Friday saw dollar weakness as investors braced for Jackson Hole address by Federal Reserve Chair Jerome Powell, while the yen topped other currencies in gains following hawkish stance reaffirmation by Bank of Japan (BOJ) Governor Kazuo Ueda.
At the meeting of the world’s leading monetary policymakers at Jackson Hole, Wyoming, central bankers will play a pivotal role in determining the direction of financial markets in the days ahead.
On Friday, the yen was one of the most active currencies, jumping 0.3% to 145.82 per dollar, following Ueda’s reiteration of his intention to hike rates if inflation remains on track to sustainably reach the 2% target.
According to Vasu Menon, managing director of investment strategy at OCBC, “His (Ueda) comments suggest that market turbulence won’t deter the BOJ from considering more rate hikes in the future even if the next move isn’t imminent.” He quoted Ueda as saying this.
As long as the move in the dollar-yen is orderly and gradual, this should not rattle global markets as much as it did earlier this month.”
While addressing parliament, Ueda cautioned that the continued nervousness in the markets could impact the inflation predictions made by the central bank. He was summoned to explain the Bank of Japan’s decision to hike rates in July.
Early in August, a worldwide selloff was set in motion by concerns about a potential U.S. recession and the huge unwind of carry trades backed by the yen caused by the BOJ’s rate hike. But most markets have made a full recovery since then.
Close to the 2024 low of 100.92 that it reached on Wednesday, the dollar index—which measures the greenback vs six major peers—was 0.11% weaker at 101.37. This will be the fifth consecutive week that the index has fallen.
Market participants will be watching Powell’s speech at the annual Jackson Hole research conference of the Kansas City Fed at 10 a.m. EDT (1400 GMT) to get a sense of the extent to which U.S. borrowing costs may fall in the near future.

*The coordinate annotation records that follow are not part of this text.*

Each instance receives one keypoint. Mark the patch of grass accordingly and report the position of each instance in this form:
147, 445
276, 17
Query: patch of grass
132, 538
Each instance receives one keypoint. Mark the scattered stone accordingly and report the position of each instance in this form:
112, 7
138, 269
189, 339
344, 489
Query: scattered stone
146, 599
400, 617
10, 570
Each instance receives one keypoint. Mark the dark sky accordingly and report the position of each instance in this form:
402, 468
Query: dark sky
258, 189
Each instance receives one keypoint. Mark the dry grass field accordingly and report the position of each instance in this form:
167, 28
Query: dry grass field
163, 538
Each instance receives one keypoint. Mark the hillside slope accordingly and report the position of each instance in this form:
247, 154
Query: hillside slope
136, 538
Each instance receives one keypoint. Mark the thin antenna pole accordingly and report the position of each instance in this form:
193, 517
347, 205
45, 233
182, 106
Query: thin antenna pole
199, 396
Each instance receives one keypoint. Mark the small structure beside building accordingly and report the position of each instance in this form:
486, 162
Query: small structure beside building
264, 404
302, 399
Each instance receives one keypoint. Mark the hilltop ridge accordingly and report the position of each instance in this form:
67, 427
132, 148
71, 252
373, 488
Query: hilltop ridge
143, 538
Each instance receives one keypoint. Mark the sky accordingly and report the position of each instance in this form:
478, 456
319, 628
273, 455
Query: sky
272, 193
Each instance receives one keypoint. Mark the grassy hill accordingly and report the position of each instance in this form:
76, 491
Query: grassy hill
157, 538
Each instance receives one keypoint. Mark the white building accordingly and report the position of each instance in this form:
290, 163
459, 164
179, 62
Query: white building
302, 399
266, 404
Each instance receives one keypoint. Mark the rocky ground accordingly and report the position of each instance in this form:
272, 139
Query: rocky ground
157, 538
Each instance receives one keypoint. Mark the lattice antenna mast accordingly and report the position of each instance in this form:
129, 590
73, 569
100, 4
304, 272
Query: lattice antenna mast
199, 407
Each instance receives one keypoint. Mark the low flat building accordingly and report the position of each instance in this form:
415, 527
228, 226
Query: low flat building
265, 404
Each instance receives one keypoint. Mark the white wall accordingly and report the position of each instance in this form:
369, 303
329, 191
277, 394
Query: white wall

Thanks to traders hesitating on a large 50 bps cut, the CME FedWatch tool revealed that markets are now pricing in a 76% possibility of a 25 bps decrease at the September meeting.
The market is being excessively aggressive, according to some experts, who may be let down if Powell is careful and sticks to his plan of 100 basis points of reduction over the next three sessions.
Orla Garvey, a senior fixed income portfolio manager at Federated Hermes, noted that Powell is unlikely to mention a 25 bps drop compared to a 50 bps cut considering what could happen in September.
“But if he’s perceived as being dovish, that is very supportive for the broader markets and could lead to more curve steepening in the U.S. because the data has been losing momentum for quite a while now and it hasn’t been acknowledged by the market and the Fed.”
Last week, the euro gained 0.1% to $1.1123, close to the 13-month high it reached on Wednesday, and sterling gained 0.2% to $1.3125, just below the 13-month peak it reached on Thursday.
As a result of better mood regarding personal finances and large expenditures, British consumer confidence remained at an almost three-year high in August, according to a study. This adds to the good signals in the wider economy.